Tic came over to lay under the table between them, and laid his head on her feet.
“They reacted quickly because it fit the pattern. It still does because no trace. None. They did track down a woman who’d gone into the tattoo parlor in the same shopping center about a half hour before Preston would have closed the shop. She didn’t see anyone, didn’t see a white van. She thinks she might have seen a black one.”
“And you’re thinking they might have had it painted after the last abduction.”
She shrugged. “Not in any of the companies I’ve contacted. Witnesses aren’t always reliable. Somebody swears the car was a red compact, somebody else swears it was a blue sedan.”
Though she hadn’t finished the first, Nash put another slice on her plate. “You can handle two. Now tell me what you think.”
“I think Zach Tarrington was in that white van in the hotel lot when Rusk came out. And the people who took him knew or feared his coworker would remember it. They could’ve taken it out of the area to have it painted, or done it themselves. And I think…”
She picked up the half-finished slice.
“I should say the investigators think, and I agree, whoever’s doing this most likely works in a hospital, either medical or support staff. Somebody who’s found a way to access records. The missing didn’t all go to the same hospital, so they’ve found a way. Some of the missing’s accidents were reported—police reports, articles—so that’s another way.”
“But you’re not thinking cop?”
“Can’t rule it out, but again, different jurisdictions. And as far as where the abductors might be, Western Maryland, over into West Virginia, and up into Pennsylvania.”
“A lot of ground to cover.”
“Which helps them. If they don’t kill the abductees immediately—and why would they? There’s no gratification in that. They have to have a house, remote enough or secure enough to take people, hold them for however long as they do. It could be hours, days, hell, weeks. And they need a way to dispose of the bodies.”
She considered as she ate.
“Digging graves in this area over the winter? No easy feat.”
“Not impossible,” he pointed out, “with the right equipment.”
“No, not impossible. Maybe they have access to a backhoe, maybe one of them works with heavy equipment. Or a funeral home, a crematorium.”

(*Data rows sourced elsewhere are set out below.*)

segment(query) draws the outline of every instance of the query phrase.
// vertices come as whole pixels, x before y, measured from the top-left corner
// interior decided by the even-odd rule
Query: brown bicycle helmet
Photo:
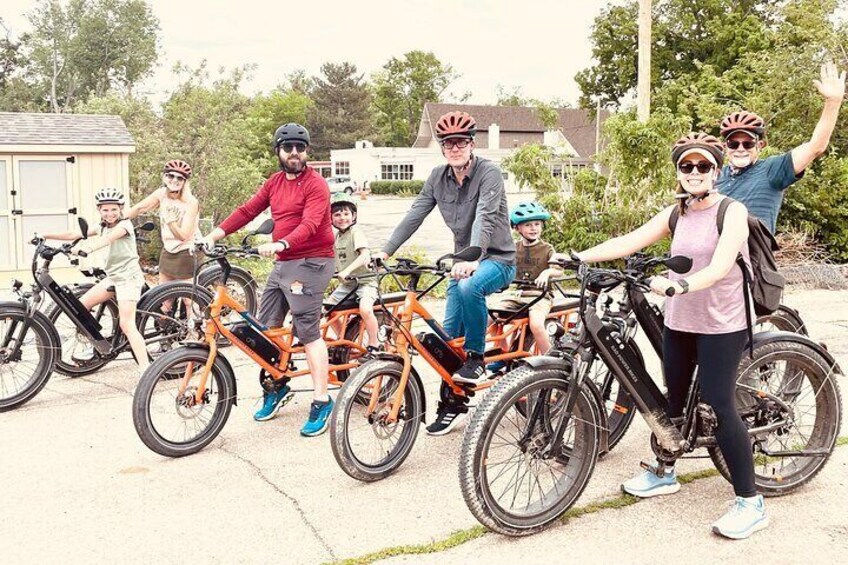
[[[754,133],[757,137],[762,137],[766,131],[766,123],[753,112],[745,110],[733,112],[721,121],[721,135],[727,138],[737,131]]]
[[[186,163],[185,161],[181,161],[179,159],[172,159],[165,163],[165,169],[162,171],[164,173],[180,173],[185,178],[191,177],[191,165]]]
[[[453,137],[473,138],[477,133],[477,122],[465,112],[448,112],[436,122],[436,138],[439,141]]]
[[[720,169],[724,164],[724,144],[714,135],[708,133],[687,133],[674,142],[671,148],[671,160],[676,165],[680,157],[690,149],[706,151],[715,159]]]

Whether she knew it or not, Nash observed, she’d started to relax a bit.
“You’d have considered those angel-of-death types who decide instead of healing to kill patients.”
“They weren’t patients.”
“At one time they were. But they survived. Something like that—looking for follow-through? Religious fanatics against medical intervention?”

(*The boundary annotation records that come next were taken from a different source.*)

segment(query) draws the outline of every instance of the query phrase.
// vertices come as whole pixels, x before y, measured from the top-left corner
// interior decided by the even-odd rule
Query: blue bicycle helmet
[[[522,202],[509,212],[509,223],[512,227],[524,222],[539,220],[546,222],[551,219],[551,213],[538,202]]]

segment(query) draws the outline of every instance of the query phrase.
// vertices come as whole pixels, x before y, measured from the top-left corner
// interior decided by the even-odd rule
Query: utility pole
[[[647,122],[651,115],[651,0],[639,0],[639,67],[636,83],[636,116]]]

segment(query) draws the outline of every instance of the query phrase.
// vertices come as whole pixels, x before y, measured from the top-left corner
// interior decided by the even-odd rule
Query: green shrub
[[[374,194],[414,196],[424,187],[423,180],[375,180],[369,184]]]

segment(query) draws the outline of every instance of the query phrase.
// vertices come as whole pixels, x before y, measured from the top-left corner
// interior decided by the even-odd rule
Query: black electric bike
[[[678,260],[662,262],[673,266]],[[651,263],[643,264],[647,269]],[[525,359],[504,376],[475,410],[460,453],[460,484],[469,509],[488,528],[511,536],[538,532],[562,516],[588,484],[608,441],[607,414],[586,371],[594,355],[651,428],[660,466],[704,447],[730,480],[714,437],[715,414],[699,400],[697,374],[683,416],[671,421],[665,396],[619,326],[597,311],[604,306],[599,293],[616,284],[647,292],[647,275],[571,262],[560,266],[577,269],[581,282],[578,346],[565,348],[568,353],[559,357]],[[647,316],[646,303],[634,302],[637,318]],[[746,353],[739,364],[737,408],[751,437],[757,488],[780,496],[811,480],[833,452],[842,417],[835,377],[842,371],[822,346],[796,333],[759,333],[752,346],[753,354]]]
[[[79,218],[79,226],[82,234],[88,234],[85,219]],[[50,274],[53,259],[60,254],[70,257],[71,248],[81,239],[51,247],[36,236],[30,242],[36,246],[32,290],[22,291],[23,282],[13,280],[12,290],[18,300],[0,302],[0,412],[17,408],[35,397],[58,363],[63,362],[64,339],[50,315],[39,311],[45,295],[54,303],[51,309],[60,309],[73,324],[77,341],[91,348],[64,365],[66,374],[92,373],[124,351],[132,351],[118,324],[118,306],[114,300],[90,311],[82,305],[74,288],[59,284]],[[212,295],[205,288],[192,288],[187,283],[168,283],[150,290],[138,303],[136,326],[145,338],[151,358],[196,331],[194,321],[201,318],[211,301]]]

She studied him over a sip of Coke. “You’ve been thinking about this, too.”
“I guess I have.”
“Those are angles, and they’re taking a look there. Lori Preston’s abduction has the FBI taking an interest, and they’ve done or are doing a profile. I have to wait to be brought into that loop.”
“Will you be?”
“I think so. They’ll take a look at me.”
Nash stared at her. “As a suspect? That’s bullshit.”
“Not entirely. I’m alive due to that medical intervention, I’m law enforcement, I live in the area. I’d look at me. I’d clear me, of course, but I’d look.”
“You didn’t live in the area when the first two—ones youconnected—went missing. And were barely out of the hospital when Janet Anderson got snatched.”
“Yes, the first two happened before I was shot, before I moved back, but I have roots in the area, I pushed for information on Anderson, and I dug up—so to speak—the first two victims.”
“Okay, you convinced me. They’d better lock you up.”